Es gibt auch positive Nachrichten: Die Bundesregierung weiß, dass sie handeln und vor allem etwas ändern muss, wenn sie die wirtschaftliche und gesellschaftliche Talfahrt beenden und stattdessen für einen wirtschaftlichen und gesellschaftlichen Aufschwung sorgen will. Man kann es auch anders formulieren, diese Bundesregierung steht vor der letzten Ausfahrt Chaos: Wenn sie es vergeigt, wird es ungemütlich und der Sturz des Landes wird seine dysfunktionalen Eliten mitreißen.

Und damit enden leider schon die guten Nachrichten, denn obwohl die Hauptprobleme und deren Lösungen bekannt sind, tänzelt die Regierung um die Maßnahmen, die sie einleiten müsste, herum wie ein Tänzer in einer RTL Tanzshow. Die Regierung streitet nicht, nicht offen zumindest, sie liegt eher im stillen Kampf mit sich, wobei die Kampflinie nicht nur zwischen Sozialdemokraten und Christdemokraten und Christsozialen verlaufen. Zuweilen zeigt sich die Konfliktlinie auch in ein und demselben Minister, der zwischen den Optionen, etwas zu ändern oder nur so zu tun, als ob er etwas ändert, schwankt. Das macht die Situation für die politischen Beobachter schwierig und verführt sie dazu, von der Position ihrer Wünsche und Befürchtungen, also nicht von ihren Urteilen, die sie nicht fällen können, sondern von ihren Vorurteilen auszugehen, die sie in ihrer Not mit ihren Urteilen verwechseln.

Obwohl die Union im Wahlkampf vollkommen richtig die Schuldenbremse des Grundgesetzes mit den richtigen Argumenten verteidigt hatte, erinnerte sie sich am Tag nach der Wahl nicht mehr daran. Und getreu der Weisheit, dass, wenn man schon dreist ist, dann richtig dreist sein soll, denn halbdreist lohnt sich nicht, wollte sie sich von keiner Regierung, die jemals der Bundesrepublik vorstand, im Schuldenmachen übertreffen lassen, mehr noch, sie rief eine Zahl auf, von der nicht einmal die Grünen, nicht einmal Robert Habeck geträumt hätte.

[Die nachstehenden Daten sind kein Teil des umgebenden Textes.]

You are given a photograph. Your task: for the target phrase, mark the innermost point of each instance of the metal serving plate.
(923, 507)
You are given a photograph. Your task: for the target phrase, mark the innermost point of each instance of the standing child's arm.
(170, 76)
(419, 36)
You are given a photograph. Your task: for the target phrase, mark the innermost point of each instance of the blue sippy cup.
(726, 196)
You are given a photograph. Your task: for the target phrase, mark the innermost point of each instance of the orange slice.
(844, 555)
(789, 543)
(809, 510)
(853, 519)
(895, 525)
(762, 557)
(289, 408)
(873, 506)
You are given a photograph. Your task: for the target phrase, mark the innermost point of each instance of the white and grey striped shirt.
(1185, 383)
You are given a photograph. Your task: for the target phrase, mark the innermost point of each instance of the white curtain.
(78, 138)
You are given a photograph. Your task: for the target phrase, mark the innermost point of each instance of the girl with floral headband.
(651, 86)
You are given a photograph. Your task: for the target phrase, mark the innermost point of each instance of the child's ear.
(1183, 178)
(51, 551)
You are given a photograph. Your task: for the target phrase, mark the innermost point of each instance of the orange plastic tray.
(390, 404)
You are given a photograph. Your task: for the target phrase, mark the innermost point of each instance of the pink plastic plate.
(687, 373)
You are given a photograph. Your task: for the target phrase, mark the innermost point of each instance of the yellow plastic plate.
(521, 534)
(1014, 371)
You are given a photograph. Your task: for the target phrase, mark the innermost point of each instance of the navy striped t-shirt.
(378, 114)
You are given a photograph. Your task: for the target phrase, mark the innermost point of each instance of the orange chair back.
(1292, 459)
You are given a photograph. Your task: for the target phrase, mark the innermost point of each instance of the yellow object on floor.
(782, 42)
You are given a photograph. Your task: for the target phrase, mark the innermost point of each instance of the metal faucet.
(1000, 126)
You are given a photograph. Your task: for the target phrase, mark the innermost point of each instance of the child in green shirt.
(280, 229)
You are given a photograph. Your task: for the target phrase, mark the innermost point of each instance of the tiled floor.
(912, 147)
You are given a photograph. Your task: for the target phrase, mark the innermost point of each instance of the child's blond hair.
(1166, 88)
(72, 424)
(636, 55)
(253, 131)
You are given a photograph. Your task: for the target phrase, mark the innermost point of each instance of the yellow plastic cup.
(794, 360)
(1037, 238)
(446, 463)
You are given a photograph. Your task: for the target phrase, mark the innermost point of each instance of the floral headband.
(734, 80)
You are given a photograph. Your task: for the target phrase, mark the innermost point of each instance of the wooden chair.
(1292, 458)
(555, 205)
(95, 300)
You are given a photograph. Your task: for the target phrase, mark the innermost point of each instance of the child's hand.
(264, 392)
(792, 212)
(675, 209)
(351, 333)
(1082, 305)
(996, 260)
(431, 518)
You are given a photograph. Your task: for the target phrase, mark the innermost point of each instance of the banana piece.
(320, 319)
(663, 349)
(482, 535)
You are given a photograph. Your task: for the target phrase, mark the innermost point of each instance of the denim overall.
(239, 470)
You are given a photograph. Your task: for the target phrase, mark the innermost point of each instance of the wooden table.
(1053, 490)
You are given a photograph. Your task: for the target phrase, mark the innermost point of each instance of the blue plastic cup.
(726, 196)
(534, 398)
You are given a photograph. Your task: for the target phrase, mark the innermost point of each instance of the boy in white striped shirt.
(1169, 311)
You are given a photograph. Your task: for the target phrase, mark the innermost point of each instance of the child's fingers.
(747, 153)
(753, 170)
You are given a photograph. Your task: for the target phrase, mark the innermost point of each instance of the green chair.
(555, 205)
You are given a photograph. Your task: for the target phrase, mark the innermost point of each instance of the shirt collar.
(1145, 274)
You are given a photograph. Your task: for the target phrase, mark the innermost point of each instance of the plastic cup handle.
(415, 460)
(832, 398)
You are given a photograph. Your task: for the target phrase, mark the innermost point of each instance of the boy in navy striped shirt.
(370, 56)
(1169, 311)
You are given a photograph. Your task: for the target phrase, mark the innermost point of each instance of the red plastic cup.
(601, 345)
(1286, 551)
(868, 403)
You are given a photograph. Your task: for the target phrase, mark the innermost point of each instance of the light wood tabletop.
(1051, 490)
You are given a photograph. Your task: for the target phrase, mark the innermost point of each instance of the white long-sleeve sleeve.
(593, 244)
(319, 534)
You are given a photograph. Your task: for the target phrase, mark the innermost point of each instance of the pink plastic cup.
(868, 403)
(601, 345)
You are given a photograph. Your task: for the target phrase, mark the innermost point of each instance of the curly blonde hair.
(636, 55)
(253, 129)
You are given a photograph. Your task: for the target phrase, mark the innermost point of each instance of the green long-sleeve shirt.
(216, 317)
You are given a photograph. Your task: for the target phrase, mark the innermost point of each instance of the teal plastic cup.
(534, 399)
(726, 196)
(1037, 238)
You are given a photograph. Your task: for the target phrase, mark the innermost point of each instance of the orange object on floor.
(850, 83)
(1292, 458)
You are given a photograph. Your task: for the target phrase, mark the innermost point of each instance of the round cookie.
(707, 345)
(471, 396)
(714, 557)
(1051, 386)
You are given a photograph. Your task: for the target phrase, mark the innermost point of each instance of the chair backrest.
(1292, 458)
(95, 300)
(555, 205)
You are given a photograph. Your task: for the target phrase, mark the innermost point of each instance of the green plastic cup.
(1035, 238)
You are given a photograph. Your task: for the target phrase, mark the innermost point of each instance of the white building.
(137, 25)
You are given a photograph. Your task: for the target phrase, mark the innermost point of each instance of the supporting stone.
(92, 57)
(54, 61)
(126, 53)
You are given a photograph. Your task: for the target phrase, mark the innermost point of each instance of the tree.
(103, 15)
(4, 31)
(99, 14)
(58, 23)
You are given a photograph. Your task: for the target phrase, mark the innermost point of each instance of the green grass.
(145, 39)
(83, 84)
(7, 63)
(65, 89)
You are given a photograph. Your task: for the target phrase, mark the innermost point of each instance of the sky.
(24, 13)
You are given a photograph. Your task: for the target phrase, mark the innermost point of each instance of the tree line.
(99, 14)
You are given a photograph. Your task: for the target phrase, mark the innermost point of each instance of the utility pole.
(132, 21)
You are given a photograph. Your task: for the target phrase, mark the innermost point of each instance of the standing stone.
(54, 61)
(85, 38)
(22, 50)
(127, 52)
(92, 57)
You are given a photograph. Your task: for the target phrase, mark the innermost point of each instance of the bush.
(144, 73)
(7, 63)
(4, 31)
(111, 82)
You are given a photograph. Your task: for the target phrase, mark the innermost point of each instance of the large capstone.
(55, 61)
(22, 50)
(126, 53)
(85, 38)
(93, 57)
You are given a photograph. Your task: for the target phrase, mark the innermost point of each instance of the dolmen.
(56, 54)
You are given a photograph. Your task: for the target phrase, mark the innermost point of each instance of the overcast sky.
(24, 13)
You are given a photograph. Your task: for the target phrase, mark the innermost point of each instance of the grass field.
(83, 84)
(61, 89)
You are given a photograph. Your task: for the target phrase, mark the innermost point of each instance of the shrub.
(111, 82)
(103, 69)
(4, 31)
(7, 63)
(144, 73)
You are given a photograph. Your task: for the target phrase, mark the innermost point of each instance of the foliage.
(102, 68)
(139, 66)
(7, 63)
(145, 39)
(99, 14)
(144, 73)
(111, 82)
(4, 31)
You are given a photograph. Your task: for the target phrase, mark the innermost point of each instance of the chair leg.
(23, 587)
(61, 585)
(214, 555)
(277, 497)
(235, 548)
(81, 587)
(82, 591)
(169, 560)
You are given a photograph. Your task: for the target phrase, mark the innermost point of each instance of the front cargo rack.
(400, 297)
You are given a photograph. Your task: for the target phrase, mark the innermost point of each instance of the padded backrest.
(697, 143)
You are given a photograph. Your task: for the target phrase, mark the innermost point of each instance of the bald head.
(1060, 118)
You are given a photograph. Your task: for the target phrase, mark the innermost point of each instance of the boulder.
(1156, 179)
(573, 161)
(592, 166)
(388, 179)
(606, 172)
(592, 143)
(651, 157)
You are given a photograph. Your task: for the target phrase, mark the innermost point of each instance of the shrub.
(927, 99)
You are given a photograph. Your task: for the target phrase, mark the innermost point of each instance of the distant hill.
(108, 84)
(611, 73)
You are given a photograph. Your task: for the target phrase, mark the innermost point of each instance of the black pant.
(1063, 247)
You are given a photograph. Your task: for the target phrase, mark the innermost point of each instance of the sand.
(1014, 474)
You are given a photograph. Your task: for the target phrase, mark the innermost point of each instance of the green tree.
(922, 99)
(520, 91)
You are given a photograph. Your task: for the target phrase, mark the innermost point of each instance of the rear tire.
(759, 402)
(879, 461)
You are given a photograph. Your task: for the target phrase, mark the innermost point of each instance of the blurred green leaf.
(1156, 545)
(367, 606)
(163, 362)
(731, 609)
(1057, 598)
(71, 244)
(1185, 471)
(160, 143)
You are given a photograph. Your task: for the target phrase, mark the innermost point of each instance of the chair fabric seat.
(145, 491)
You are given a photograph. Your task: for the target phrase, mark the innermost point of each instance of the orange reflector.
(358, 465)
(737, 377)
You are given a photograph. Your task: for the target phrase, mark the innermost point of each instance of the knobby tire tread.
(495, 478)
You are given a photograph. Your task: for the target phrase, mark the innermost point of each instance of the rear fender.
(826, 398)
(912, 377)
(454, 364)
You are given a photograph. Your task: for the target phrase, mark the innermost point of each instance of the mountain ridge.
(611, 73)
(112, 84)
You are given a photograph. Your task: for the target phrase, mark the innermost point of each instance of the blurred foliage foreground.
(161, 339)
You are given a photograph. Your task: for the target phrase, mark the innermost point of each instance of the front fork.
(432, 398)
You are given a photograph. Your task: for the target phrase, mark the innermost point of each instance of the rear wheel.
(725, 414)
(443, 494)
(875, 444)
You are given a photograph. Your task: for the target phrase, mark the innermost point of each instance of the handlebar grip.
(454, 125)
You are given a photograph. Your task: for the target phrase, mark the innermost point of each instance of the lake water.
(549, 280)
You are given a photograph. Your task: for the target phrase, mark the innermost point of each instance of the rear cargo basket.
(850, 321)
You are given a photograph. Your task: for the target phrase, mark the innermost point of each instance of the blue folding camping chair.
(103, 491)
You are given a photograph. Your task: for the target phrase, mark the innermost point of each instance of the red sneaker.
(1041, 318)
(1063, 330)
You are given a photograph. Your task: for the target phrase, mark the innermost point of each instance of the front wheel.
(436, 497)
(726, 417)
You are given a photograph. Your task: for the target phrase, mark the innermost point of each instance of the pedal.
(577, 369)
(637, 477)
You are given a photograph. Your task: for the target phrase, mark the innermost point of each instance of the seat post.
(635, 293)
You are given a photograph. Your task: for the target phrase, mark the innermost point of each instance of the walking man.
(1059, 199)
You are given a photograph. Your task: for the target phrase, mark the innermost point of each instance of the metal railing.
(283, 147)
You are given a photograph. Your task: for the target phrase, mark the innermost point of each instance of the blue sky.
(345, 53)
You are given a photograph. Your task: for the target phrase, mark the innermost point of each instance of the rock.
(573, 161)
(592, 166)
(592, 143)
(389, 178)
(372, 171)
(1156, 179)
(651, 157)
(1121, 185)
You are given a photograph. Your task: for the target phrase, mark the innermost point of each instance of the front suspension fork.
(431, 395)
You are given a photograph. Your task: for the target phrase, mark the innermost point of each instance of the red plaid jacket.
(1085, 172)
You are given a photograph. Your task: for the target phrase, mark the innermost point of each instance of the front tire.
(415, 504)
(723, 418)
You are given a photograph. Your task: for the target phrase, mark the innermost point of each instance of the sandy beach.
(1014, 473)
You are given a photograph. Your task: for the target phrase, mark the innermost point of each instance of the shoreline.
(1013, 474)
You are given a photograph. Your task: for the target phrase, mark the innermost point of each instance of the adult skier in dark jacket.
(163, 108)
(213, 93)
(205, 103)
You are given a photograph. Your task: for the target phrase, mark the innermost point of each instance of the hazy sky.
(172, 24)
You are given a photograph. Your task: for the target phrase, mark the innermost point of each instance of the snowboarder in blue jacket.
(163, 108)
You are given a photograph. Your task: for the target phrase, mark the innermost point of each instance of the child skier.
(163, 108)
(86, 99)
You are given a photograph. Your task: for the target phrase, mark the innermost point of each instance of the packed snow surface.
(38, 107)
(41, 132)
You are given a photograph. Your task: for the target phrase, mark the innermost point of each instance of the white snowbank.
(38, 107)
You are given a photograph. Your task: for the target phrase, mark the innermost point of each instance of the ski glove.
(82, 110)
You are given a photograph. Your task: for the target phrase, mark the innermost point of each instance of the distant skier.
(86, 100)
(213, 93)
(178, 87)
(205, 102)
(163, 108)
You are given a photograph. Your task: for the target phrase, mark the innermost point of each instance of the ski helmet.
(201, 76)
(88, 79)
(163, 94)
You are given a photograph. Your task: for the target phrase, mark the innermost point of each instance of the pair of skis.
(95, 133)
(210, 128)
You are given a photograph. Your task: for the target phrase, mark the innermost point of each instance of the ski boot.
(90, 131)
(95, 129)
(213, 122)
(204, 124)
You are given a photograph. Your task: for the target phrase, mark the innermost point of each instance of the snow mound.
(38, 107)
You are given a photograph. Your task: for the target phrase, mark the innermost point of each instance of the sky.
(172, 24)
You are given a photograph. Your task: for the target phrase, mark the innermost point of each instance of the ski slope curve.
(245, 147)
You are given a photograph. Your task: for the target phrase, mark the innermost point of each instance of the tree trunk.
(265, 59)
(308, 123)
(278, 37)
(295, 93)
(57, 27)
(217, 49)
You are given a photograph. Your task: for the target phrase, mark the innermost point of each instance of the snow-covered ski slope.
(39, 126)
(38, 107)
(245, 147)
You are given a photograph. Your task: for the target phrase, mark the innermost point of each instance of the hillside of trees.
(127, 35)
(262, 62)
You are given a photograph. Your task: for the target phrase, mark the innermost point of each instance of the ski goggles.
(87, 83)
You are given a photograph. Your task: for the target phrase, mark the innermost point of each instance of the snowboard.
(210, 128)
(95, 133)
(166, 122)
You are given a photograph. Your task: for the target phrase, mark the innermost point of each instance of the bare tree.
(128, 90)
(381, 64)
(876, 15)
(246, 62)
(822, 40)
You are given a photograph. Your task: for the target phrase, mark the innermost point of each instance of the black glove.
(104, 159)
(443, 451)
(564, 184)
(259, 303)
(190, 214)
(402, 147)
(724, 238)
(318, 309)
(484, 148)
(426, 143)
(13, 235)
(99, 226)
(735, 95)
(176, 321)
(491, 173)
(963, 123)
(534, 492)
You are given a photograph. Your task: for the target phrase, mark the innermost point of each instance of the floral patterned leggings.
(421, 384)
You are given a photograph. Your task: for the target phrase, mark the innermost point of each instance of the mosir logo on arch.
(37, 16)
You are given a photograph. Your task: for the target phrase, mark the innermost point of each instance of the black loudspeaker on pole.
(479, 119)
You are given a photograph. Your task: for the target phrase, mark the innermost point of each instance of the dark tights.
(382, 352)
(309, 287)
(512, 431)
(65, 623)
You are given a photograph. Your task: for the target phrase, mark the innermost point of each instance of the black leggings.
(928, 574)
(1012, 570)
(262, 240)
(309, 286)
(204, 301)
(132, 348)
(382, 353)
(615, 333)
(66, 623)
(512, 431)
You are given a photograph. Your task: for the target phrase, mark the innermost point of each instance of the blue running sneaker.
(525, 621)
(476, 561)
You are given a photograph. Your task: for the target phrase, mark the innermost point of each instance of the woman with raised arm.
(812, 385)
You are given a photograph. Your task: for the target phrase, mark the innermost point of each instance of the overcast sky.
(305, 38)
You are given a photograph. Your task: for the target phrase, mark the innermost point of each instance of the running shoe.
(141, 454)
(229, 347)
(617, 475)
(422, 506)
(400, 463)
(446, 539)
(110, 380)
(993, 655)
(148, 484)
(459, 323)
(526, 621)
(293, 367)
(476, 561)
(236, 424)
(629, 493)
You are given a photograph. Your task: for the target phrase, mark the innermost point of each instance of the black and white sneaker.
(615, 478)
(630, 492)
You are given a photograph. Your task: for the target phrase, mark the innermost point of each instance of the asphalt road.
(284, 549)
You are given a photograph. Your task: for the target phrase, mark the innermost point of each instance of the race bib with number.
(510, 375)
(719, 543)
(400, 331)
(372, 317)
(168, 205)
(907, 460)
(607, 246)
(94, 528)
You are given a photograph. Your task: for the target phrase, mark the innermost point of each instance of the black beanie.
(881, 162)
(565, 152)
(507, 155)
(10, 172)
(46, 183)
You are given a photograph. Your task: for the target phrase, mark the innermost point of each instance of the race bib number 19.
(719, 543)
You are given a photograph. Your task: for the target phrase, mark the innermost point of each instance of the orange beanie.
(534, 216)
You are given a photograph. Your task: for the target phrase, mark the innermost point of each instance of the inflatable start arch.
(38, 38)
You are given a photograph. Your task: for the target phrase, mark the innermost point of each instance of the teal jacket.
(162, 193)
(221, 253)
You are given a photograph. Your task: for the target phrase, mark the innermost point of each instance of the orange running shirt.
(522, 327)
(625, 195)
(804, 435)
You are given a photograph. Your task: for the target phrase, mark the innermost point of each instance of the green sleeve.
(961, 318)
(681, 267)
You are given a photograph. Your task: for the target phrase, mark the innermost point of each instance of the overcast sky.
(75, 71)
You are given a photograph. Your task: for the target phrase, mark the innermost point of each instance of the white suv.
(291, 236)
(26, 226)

Natürlich kam man in der Union nicht selbst auf die Idee, sondern nutzte eine Idee, die ein sozialdemokratischer Landesfinanzminister aus dem Saarland mit ein paar Wirtschaftswissenschaftlern mal kurz notiert hatte. Friedrich Merz übernahm dankbar die Idee der Verschuldung, die leicht die Billionengrenze überschreiten kann, und wir alle können nur hoffen, dass er nicht eines nur allzu nahen Tages wie in der Karikatur von Roland Beier aus dem Jahr 1990 als Karl Marx mit niedergeschlagenen Augen und den Händen in den Hosentaschen dasteht und sagt: „Tut mir leid Jungs! War halt nur so ’ne Idee von mir.“ Dabei war die Idee nicht einmal von ihm. Sie kam unter anderem von Jens Südekum, der als Wirtschaftswissenschaftler Günter Mittag näher als Ludwig Erhard zu stehen scheint.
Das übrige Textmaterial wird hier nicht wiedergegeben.